6. When you arrive at the Baltra airport, transport is fairly straight-forward. Brush past the parking lot touts and take a free airport bus to the ferry. Cross onto Santa Cruz, and grab a bus to the island’s main settlement, Puerto Ayora. This trip should cost no more than a few dollars, with small fees for the ferry crossing and the ferry-Puerto Ayora bus trip. A second option would be to take a taxi after the ferry crossing, and ask the driver to drop you at los crateres – a group of massive volcanic sinkholes half way between the ferry crossing and Puerto Ayora. Expect to pay between US$10-15, including paying for the driver to wait while you explore the craters.
7. In Puerto Ayora, eat on Charles Bindford, the third street from the docks on Avenida Baltra. The street is lined with decently-priced eateries, and really comes to life at night. Get in early, and you can get lobsters cheap (during season).
8. Plan day trips just a day or two in advance, and shop around on Santa Cruz (or whatever island you happen to be on). Keep an eye out for last minute deals, and an open mind for going with an option that may not have been at the top of your list. All the island day tours are great, so no matter what you do, you’ll have a good time. Doing single day trips from Santa Cruz/ Isabella/ San Cristobal is much cheaper than the per day cost of most all inclusive tours.
A few of my favourite day/ half day tours trips included:
Sierra Negra hike: An easy half day hike to Isabella’s volcanic interior. Booked from a tour agency in Puerto Villamil (Isabella’s main settlement) for around US$30.
Las Tintoreras: A guided tour of a small island just off the coast of Isabella.

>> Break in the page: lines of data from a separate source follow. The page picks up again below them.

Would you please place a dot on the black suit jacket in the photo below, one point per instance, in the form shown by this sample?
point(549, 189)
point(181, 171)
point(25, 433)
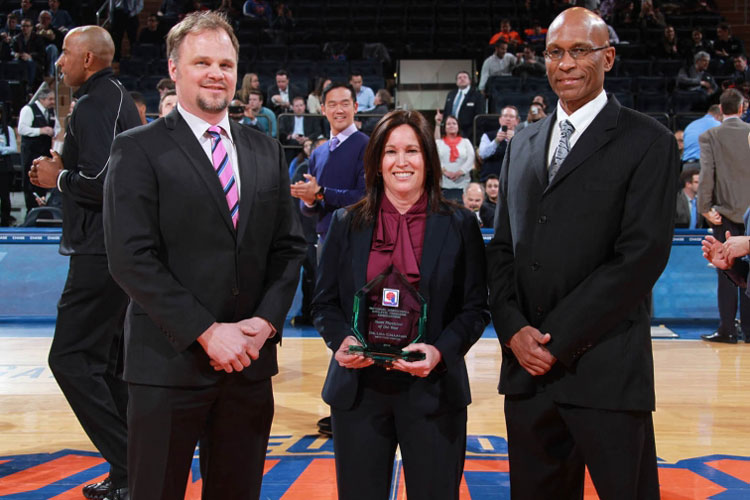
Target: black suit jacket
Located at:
point(172, 247)
point(473, 105)
point(577, 257)
point(311, 125)
point(452, 281)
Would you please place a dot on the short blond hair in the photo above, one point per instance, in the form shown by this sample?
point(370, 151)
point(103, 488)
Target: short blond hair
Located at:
point(196, 22)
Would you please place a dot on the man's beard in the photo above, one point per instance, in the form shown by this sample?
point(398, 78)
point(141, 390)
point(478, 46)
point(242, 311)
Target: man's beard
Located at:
point(213, 106)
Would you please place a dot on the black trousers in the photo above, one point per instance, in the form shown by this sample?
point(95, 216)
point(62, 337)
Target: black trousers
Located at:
point(727, 292)
point(6, 179)
point(232, 420)
point(550, 443)
point(84, 357)
point(365, 438)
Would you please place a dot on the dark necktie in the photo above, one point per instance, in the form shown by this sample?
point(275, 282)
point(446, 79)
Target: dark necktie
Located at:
point(563, 147)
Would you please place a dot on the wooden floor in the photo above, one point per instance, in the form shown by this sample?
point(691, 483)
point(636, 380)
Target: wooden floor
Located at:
point(703, 400)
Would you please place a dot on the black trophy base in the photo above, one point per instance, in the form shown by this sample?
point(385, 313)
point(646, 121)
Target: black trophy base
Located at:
point(383, 355)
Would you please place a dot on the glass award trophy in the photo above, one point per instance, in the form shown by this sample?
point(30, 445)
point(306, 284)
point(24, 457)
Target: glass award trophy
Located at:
point(389, 314)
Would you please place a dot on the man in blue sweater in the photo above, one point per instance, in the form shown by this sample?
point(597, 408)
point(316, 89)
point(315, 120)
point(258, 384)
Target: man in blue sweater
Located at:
point(337, 176)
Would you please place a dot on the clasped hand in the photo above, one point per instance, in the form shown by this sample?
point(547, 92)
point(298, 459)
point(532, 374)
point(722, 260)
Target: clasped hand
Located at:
point(528, 345)
point(417, 368)
point(233, 346)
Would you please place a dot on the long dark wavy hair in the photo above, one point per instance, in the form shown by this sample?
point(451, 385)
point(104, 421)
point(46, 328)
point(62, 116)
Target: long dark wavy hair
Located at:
point(366, 210)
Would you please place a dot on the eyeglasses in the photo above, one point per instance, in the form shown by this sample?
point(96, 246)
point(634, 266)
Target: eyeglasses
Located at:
point(575, 52)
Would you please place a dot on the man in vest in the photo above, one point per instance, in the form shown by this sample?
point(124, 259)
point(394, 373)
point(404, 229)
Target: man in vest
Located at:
point(36, 125)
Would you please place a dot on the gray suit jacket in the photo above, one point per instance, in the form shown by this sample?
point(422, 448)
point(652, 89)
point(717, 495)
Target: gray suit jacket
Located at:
point(725, 169)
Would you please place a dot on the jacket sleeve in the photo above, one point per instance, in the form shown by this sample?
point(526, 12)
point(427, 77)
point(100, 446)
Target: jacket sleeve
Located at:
point(327, 310)
point(468, 325)
point(613, 290)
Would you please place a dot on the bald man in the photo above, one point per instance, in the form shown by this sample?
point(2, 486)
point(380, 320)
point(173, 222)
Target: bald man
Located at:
point(90, 313)
point(583, 230)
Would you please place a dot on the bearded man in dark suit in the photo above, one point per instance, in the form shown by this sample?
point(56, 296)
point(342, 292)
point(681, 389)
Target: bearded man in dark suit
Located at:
point(582, 232)
point(203, 236)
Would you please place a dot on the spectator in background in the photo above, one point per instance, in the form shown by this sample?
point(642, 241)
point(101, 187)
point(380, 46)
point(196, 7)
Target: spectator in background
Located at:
point(383, 101)
point(11, 27)
point(313, 99)
point(464, 102)
point(52, 40)
point(668, 46)
point(365, 95)
point(492, 147)
point(164, 86)
point(26, 11)
point(295, 130)
point(125, 22)
point(61, 18)
point(741, 70)
point(281, 93)
point(535, 36)
point(696, 44)
point(472, 198)
point(258, 9)
point(151, 33)
point(686, 212)
point(29, 49)
point(501, 63)
point(679, 136)
point(725, 47)
point(696, 77)
point(140, 105)
point(8, 147)
point(491, 191)
point(167, 103)
point(259, 115)
point(507, 35)
point(692, 152)
point(529, 64)
point(36, 126)
point(456, 158)
point(723, 198)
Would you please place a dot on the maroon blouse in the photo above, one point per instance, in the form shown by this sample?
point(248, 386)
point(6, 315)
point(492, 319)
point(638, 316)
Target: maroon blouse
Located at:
point(398, 239)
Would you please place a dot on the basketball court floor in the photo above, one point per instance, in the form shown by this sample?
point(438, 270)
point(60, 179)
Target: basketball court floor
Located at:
point(702, 423)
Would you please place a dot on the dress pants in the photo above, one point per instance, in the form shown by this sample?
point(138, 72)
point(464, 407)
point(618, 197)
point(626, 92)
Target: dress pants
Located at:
point(85, 357)
point(232, 420)
point(549, 443)
point(365, 438)
point(727, 291)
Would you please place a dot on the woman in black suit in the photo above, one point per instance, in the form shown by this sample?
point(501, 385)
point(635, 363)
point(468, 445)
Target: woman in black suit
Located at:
point(421, 405)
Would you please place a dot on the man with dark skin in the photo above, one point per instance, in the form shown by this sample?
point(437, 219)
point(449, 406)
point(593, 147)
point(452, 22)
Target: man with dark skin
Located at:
point(90, 314)
point(569, 300)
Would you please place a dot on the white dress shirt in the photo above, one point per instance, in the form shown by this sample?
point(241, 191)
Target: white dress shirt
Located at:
point(580, 119)
point(199, 128)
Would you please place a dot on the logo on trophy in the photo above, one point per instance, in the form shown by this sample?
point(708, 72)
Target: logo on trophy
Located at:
point(389, 314)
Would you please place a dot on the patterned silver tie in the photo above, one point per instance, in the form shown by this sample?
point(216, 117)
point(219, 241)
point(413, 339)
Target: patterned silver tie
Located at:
point(563, 147)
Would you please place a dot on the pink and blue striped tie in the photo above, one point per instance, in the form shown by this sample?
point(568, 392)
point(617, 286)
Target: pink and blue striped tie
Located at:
point(224, 170)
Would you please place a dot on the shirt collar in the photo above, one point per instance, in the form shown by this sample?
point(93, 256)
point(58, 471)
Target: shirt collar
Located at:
point(583, 116)
point(344, 134)
point(199, 126)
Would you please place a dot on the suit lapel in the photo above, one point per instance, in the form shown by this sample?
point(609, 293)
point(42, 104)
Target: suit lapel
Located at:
point(436, 228)
point(361, 240)
point(248, 173)
point(184, 138)
point(598, 133)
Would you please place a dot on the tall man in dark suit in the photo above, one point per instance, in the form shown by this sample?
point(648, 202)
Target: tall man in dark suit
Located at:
point(723, 197)
point(204, 237)
point(88, 334)
point(464, 102)
point(582, 232)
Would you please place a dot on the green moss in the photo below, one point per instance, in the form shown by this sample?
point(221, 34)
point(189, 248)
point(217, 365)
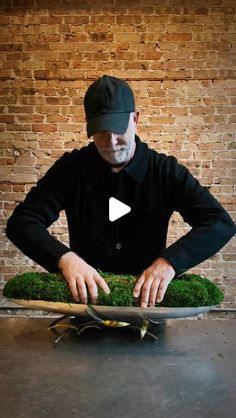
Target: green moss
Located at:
point(188, 290)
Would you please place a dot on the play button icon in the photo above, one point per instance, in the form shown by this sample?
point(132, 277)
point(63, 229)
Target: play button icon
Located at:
point(117, 209)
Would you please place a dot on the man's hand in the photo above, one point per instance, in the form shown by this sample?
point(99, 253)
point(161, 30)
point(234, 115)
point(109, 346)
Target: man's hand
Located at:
point(154, 282)
point(81, 275)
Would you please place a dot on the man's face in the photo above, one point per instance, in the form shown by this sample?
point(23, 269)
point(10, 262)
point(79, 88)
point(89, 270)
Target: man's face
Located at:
point(117, 148)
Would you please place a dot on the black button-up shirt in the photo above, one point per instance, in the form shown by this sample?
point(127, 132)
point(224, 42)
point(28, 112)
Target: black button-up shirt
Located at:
point(152, 184)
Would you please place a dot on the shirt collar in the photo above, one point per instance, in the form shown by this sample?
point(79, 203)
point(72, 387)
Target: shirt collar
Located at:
point(96, 167)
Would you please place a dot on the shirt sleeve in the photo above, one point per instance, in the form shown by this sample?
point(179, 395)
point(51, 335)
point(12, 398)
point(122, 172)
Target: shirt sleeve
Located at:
point(27, 226)
point(212, 227)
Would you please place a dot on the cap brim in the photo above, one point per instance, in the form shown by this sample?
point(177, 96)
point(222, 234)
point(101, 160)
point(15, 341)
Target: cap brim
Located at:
point(112, 122)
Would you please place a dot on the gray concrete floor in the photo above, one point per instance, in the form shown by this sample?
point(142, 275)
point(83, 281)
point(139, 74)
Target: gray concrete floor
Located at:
point(189, 372)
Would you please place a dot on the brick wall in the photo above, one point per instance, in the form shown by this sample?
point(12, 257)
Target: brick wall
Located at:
point(178, 56)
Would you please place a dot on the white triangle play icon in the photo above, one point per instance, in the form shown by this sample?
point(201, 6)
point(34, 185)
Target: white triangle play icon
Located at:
point(117, 209)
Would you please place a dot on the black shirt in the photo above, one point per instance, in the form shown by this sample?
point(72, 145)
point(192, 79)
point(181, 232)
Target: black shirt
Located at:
point(152, 184)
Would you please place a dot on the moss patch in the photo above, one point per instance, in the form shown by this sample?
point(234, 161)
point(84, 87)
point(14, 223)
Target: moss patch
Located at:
point(188, 290)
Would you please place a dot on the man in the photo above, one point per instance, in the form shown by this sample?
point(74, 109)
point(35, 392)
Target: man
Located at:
point(117, 164)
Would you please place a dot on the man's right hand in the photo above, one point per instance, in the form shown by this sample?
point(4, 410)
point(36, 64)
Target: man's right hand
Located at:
point(81, 276)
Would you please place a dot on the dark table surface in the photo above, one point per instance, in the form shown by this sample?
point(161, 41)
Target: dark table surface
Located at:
point(189, 372)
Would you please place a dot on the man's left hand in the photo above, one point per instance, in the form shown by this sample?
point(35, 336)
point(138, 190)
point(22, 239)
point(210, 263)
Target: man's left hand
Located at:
point(154, 282)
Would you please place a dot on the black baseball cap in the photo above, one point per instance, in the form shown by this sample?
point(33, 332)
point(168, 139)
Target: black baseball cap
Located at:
point(108, 103)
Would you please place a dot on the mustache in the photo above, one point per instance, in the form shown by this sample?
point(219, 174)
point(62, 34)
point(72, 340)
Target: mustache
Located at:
point(114, 149)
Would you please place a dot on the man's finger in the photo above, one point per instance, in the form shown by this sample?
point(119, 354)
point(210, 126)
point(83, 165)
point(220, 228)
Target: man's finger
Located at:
point(138, 285)
point(153, 292)
point(162, 290)
point(73, 288)
point(93, 290)
point(82, 290)
point(101, 283)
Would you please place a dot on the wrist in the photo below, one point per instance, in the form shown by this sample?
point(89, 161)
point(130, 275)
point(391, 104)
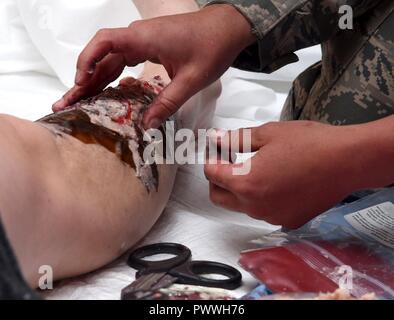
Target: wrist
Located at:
point(234, 23)
point(370, 153)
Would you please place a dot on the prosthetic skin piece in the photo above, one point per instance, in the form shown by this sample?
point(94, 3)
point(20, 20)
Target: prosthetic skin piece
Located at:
point(113, 119)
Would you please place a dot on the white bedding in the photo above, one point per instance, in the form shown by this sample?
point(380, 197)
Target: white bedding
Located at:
point(36, 66)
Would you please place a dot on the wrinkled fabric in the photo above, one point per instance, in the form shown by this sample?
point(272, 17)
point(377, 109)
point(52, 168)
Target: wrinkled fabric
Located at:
point(354, 82)
point(12, 284)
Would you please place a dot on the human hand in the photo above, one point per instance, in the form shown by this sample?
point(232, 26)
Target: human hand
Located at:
point(195, 49)
point(301, 169)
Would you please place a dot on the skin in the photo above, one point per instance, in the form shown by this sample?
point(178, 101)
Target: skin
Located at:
point(73, 206)
point(312, 166)
point(303, 168)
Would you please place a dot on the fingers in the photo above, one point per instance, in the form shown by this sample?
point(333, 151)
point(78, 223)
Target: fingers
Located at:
point(241, 140)
point(108, 70)
point(180, 90)
point(220, 174)
point(106, 41)
point(223, 198)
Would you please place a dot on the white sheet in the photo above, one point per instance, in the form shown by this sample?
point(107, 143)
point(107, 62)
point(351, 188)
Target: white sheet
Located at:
point(33, 74)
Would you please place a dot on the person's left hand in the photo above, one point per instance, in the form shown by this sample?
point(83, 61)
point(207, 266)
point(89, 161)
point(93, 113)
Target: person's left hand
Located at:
point(301, 169)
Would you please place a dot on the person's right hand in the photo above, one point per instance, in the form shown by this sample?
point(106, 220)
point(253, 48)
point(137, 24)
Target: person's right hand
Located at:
point(195, 49)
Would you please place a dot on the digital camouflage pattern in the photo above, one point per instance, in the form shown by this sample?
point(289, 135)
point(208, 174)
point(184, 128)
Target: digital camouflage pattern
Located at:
point(354, 82)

I saw penguins, iguanas and sharks. This was booked as a half day tour from Puerto Villamil for around US$40.
9. Don’t worry too much about booking accommodation ahead of time during low season. While you may want to lock in a bed ahead of time during high season, for most of the year it’s not hard to find a place to crash on the fly. Shopping around means more options, and you get to see what you’re getting before paying.
10. If you do want a tour, never book online. Shop around Quito’s Mariscal area, and compare as many prices as possible. You will find dozens upon dozens of options, with a massive variety of prices. The cheapest land tours tend to hover around US$1200 (excluding airfare and US$100 Galapagos Park Entrance Fee). This means you can expect to pay around US$1800 for a cheap land tour (around 4-5 days). A land tour will normally involve staying in hotels on a few islands and doing day trips around the archipelago. Then there are the cruises, which likewise come in all shapes and sizes. One of the biggest advantages of cruises is they tend to go to some of the more isolated islands – places that are impossible to reach by going it alone or taking a land tour. For some visitors, the premium cost of a cruise might be worth it to see some of the most far flung corners of the archipelago. It’s up to you.
Nonetheless, it’s easy to see plenty of the archipelago on a DIY trip. Skeptical? Check out some photos from my DIY trip here.
If you’d like to compare tours to what we did, here’s an overview of our itinerary. Including flights from Quito, the entire trip was around US$1000 each.
Arrived at Baltra airport mid morning. Bussed to los crateres, then Puerto Ayora, basic almuerzo, tortoise reserve, walk from Puerto Ayora to Tortuga Bay (a nice beach), booked Day 2 tour, for dinner ate a huge fish.
Day tour to Santa Fe, mostly snorkeling. Saw a sea turtle, lots of sea lions and colourful fish and a few blue-footed boobies. For dinner, ate a family-sized lobster for US$15 in Puerto Ayora.
Hiked the Sierra Negra volcano in the morning (interesting volcanic landscape), did a tour of Las Tintoreras in the afternoon (saw marine iguanas and penguins).